I may be a bad man – or, TANSTAAFL.

So, tonight, the newly minted 12-yr-old is curling up in bed with her first Heinlein. I walked her through a short lesson:

BUMD: Who colonized Australia?
HTR: Um, the Brits.
BUMD: Why?
HTR: I think they sent all their prisoners there.
BUMD: Right. So now, imagine that the provincial world powers get their collective heads out of their butts and arm the UN, handing over most of the nukes to a central government.
HTR: Okaaaaaaaaaaaaaay…..
BUMD: And then, some genius gets the idea that we need another penal colony, like the Brits had with Australia. We have a world government. Where do we put the criminals?
HTR: I dunno, I guess the moon.

Right in one.
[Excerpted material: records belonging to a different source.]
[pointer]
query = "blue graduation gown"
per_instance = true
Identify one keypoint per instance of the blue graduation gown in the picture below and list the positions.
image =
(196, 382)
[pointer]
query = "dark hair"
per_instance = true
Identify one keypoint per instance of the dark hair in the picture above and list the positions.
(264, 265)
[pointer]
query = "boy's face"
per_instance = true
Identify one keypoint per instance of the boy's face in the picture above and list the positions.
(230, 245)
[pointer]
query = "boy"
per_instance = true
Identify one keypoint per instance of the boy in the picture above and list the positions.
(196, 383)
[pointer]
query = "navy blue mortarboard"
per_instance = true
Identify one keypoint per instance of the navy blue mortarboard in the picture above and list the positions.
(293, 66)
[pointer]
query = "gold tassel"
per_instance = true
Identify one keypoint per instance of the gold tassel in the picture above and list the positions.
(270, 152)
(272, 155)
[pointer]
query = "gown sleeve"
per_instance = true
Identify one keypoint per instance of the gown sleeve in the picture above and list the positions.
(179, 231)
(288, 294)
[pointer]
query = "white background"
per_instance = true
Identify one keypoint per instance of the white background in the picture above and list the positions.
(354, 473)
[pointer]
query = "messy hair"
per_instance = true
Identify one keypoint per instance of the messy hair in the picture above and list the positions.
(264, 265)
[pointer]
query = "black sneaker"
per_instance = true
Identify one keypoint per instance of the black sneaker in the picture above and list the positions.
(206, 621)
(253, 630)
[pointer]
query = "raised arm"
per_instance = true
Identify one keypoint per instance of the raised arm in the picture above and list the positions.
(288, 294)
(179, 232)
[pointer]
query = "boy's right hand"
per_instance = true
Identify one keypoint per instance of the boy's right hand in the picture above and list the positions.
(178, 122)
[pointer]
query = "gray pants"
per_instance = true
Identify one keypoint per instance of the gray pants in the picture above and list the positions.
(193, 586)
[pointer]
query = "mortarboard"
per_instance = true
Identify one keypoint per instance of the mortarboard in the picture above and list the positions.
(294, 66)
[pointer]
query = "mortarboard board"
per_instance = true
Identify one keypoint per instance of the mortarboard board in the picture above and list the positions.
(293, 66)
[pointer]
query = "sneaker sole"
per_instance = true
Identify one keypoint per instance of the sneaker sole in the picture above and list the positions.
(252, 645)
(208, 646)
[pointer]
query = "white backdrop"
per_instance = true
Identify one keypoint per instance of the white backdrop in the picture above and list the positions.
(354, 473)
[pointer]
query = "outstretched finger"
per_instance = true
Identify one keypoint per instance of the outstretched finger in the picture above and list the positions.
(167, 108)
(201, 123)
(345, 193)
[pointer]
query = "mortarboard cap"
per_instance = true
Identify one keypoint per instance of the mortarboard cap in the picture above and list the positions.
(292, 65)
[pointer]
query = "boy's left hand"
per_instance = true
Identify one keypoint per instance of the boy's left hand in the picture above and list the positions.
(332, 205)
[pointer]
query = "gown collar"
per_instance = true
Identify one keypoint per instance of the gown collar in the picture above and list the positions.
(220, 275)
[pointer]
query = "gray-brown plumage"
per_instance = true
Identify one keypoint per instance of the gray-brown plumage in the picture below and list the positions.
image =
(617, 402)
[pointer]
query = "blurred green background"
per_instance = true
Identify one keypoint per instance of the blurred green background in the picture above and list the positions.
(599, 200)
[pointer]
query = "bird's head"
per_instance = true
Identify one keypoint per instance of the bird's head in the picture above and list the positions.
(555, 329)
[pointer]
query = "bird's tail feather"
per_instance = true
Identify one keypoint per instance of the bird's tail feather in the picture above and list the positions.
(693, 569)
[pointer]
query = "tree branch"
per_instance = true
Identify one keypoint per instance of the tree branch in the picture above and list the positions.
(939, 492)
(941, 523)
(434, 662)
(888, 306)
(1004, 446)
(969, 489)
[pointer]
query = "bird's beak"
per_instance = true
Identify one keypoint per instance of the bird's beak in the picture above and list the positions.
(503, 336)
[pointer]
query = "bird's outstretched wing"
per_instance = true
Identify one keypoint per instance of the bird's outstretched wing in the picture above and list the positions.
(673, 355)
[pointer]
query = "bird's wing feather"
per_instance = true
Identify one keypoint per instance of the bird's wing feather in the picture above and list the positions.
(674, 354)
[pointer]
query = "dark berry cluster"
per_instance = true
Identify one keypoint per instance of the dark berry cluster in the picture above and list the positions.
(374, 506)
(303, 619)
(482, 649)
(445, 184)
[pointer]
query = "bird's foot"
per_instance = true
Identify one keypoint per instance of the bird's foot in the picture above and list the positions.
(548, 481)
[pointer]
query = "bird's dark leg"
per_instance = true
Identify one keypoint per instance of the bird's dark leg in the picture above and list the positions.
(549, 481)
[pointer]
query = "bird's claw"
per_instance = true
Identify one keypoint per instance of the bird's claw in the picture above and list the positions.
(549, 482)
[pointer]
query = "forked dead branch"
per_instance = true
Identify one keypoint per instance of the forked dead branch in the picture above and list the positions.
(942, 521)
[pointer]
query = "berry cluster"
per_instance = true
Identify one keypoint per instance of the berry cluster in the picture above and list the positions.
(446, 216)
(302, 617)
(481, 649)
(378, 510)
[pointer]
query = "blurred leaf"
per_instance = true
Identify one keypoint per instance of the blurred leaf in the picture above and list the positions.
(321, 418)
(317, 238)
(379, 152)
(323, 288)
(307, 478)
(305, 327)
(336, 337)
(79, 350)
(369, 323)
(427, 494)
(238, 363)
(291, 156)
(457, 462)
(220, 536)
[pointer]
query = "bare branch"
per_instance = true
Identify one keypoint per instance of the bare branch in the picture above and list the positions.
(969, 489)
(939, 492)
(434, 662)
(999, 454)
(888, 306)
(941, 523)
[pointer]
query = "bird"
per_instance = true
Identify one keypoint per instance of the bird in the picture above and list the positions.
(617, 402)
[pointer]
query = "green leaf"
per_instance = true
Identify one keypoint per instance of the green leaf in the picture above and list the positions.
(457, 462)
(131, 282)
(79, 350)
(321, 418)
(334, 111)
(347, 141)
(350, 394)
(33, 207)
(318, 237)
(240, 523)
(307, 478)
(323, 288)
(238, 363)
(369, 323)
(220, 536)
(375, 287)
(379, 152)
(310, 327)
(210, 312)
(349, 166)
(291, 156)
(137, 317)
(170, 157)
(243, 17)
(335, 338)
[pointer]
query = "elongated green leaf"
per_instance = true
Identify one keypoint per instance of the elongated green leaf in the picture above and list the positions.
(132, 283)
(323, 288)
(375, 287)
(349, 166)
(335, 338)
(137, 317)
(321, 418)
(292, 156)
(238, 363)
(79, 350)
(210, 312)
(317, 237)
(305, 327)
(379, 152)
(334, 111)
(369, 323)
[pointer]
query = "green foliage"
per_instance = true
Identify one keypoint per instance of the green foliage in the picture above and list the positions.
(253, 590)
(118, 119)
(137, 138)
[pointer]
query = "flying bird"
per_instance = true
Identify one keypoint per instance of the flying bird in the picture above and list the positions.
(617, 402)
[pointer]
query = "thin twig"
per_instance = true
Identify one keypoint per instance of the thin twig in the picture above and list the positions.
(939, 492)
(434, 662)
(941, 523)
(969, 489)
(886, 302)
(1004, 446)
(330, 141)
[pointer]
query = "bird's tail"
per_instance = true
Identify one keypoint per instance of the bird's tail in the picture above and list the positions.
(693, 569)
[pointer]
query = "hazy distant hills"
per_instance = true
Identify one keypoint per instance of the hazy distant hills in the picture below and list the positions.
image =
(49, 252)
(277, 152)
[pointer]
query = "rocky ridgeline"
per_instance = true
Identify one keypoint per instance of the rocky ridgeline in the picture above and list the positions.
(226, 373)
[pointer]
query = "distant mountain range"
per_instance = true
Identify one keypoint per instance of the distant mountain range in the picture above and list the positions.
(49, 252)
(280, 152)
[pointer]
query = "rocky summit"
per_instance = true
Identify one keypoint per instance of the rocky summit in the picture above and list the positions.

She’s reading Heinlein’s The Moon is a Harsh Mistress, which was one of my all time favorites. So, the world – even the world of fiction writers – was long divided about Heinlein’s place in polite society. I’m either a wonderful father, continuing my child’s educational journey, or I’m materially contributing to the delinquency of a minor.

SOBUMD had the best response to the question: “I think it’s been too late for that one for a few years now. You could hand her anything from Catcher in the Rye to Lady Chatterly’s Lover, it’s not going to make a damn bit of difference.”

Ah well. Everything I’ve learned that turned out to be worth knowing, I learned from reading books that someone else had banned. Eff ’em.